Renungan Hari Selasa 05 Oktober 2021

Renungan Hari Selasa 05 Oktober 2021

Renungan Hari Selasa 05 Oktober 2021

Bacaan pertama menunjukkan betapa besar belas kasihan Allah kepada umat manusia. Kejahatan Niniwe sampai di telinga Allah. Tetapi sebelum melaksanakan hukuman, Allah hendak memperingatkan mereka. Untuk itu Yunus diutus kembali. 

Yunus hanya menyampaikan berita penghukuman yang akan Allah jatuhkan, dan sama sekali tidak menyinggung agar mereka bertobat dari tingkah langkah mereka yang jahat (ayat 4). Hal ini menunjukkan bahwa kesediaannya adalah karena terpaksa. 

Ia memang lebih mengharap bangsa itu dihukum daripada bertobat dan diampuni. Tetapi yang di luar harapan Yunus justru terjadi. Bukan hanya raja dan rakyat yang berkabung tetapi juga binatang peliharaan.

Ada lagi hal lain yang mengejutkan dan yang kelak akan membuat Yunus protes kepada Allah. Di luar harapan Yunus, ternyata Allah menyesal ketika melihat pertobatan orang Niniwe. Karenanya Ia tidak jadi membinasakan mereka (ayat 10). 

Dilibatkannya binatang peliharaan untuk berkabung dan berpuasa mungkin dapat mengindikasikan bahwa orang Niniwe sendiri tidak yakin bahwa Allah akan sudi mengampuni mereka (ayat 7-8). Itulah sebabnya ada kemungkinan bahwa penyesalan Allah adalah sesuatu yang tidak diduga oleh orang Niniwe.

Sepertinya cerita ini banyak berisi hal-hal yang tidak terduga. Di satu sisi Yunus tidak menduga bahwa orang Niniwe akan menanggapi pemberitaannya, dan di lain sisi orang Niniwe sendiri tidak menduga bahwa Allah akan menanggapi juga perkabungan mereka. 

Benarlah firman Tuhan yang disampaikan oleh nabi Yesaya: “Sekalipun dosamu merah seperti kirmizi, akan menjadi putih seperti salju; sekalipun berwarna merah seperti kain kesumba, akan menjadi putih seperti bulu domba (Yes. 1:18).” 
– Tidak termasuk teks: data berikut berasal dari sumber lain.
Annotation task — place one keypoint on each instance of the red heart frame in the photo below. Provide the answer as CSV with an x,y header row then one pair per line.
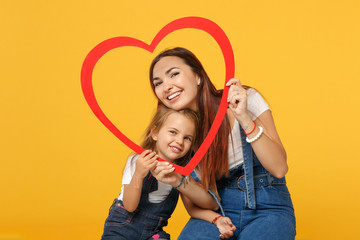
x,y
188,22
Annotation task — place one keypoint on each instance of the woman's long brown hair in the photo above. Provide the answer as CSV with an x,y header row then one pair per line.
x,y
215,162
Allah tidak pernah menolak mereka yang menyesali dosanya. Sekalipun kita merasa bahwa kita sudah sangat jauh dari Tuhan, tetapi sesungguhnya Ia tidak pernah berlambat-lambat untuk mendengar seruan umat-Nya.

Bacaan Injil

Bacaan Injil hari ini menampilkan Marta yang marah pada Tuhan. “Melayani Tuhan” jelas merupakan aktivitas yang mulia, apapun bentuknya. Oleh karena itu seharusnya dilakukan dengan sikap yang benar pula. Namun kadang kala orang mengalami disorientasi (kesamaran arah) sehingga tidak dapat bersikap sebagaimana seharusnya.

Kisah Maria dan Marta bisa dilihat sebagai dua cara yang bisa dipilih untuk menghayati hidup Kristen; aktif atau kontemplatif. Aktif seperti Marta; dan hidup kontemplatif dicontohkan Maria.
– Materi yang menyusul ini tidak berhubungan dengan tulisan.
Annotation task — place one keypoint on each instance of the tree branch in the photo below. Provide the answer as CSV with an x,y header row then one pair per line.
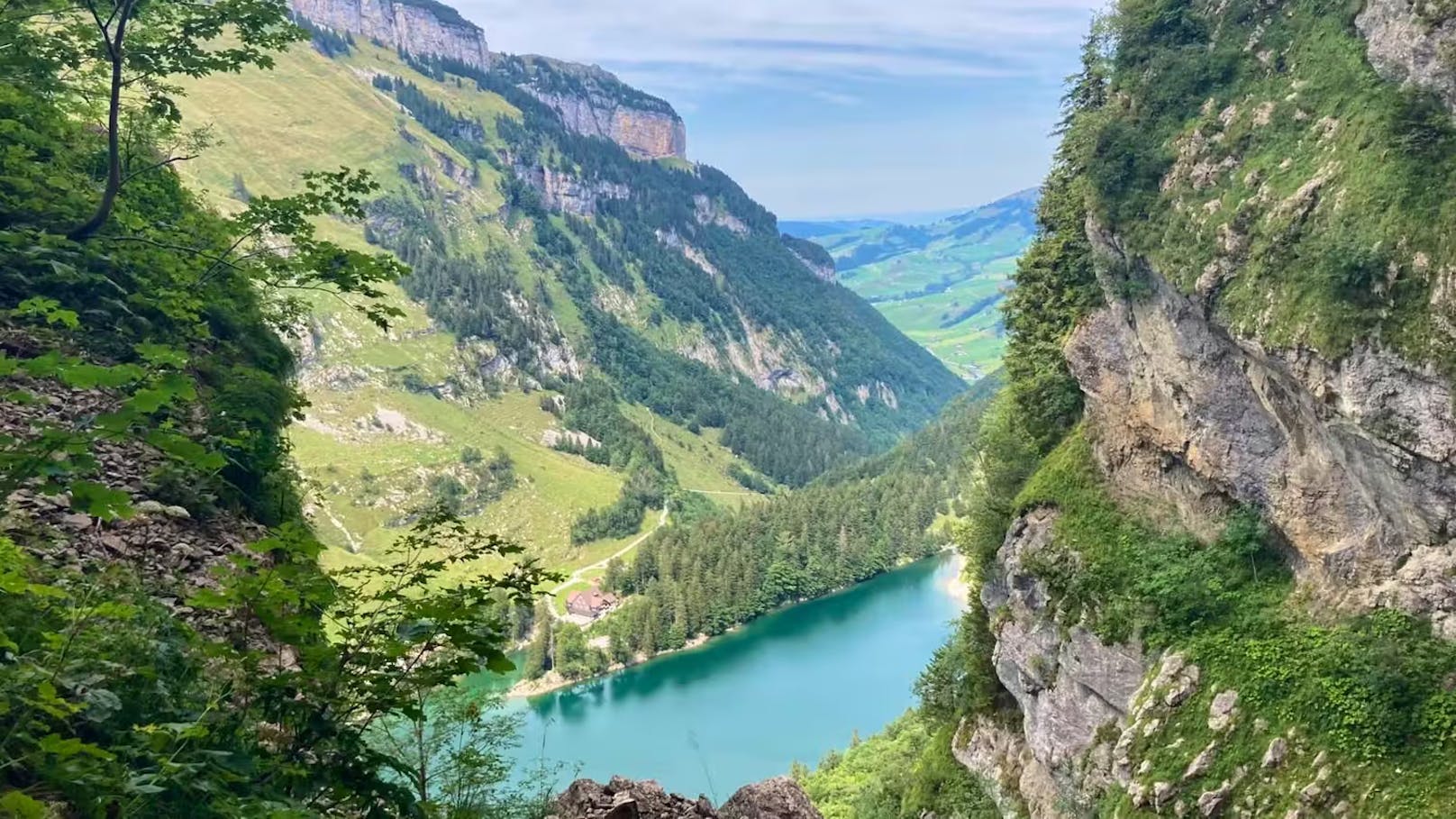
x,y
114,50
Dikatakan bahwa Maria “duduk dekat kaki Tuhan” (ay. 39). Apa artinya ini? Disini Maria bukanlah terkagum-kagum pada pujaannya, lalu berusaha berada dekat sang idola. Menarik memperhatikan, Paulus juga dikatakan “dididik dekat kaki Gamaliel” (Kis 22:3). 
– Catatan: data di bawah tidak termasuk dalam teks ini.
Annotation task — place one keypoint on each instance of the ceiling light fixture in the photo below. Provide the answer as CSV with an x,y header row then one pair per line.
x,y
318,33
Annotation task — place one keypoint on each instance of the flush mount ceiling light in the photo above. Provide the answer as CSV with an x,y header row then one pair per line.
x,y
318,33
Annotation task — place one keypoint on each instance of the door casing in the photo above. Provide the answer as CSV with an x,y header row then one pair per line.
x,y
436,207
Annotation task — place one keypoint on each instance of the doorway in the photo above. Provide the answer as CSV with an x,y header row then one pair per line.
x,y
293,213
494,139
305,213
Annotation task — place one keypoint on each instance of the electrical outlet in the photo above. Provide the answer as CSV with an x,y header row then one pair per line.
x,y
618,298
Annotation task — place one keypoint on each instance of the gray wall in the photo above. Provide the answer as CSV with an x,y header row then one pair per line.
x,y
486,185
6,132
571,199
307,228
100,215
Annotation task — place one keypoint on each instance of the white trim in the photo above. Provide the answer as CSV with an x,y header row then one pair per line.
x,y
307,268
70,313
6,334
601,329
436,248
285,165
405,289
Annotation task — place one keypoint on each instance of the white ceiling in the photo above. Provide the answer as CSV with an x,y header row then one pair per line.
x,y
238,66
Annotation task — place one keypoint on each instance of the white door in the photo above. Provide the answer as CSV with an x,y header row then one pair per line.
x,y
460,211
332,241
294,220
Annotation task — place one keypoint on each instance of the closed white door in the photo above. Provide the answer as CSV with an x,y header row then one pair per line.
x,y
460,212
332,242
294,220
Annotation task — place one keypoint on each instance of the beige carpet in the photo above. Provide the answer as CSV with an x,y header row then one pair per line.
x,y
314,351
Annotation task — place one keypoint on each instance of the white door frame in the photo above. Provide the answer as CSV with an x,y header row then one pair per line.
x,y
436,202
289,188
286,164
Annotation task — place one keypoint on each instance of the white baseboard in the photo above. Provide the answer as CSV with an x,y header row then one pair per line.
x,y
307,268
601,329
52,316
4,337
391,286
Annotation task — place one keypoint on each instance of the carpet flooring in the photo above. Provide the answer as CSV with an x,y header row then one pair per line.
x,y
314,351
Dalam terjemahan Indonesia, kata “dekat kaki” memang tidak ada. Yang kita temukan adalah kalimat “dididik dengan teliti di bawah pimpinan Gamaliel”. Secara sederhana, istilah “dekat kaki” ini mau menunjuk sikap seorang yang ingin menjadi murid seorang rabi, dan kelak juga menjadi rabi.

Inilah mungkin yang terjadi pada Marta. Kedatangan Yesus dan murid-murid membuat Marta merasa wajib menjadi tuan rumah yang baik. Tetapi Maria, saudaranya, tidak membantu. Dia malah duduk dengan tenangnya di kaki Yesus. Ini membuat Marta tidak dapat mengendalikan dirinya. 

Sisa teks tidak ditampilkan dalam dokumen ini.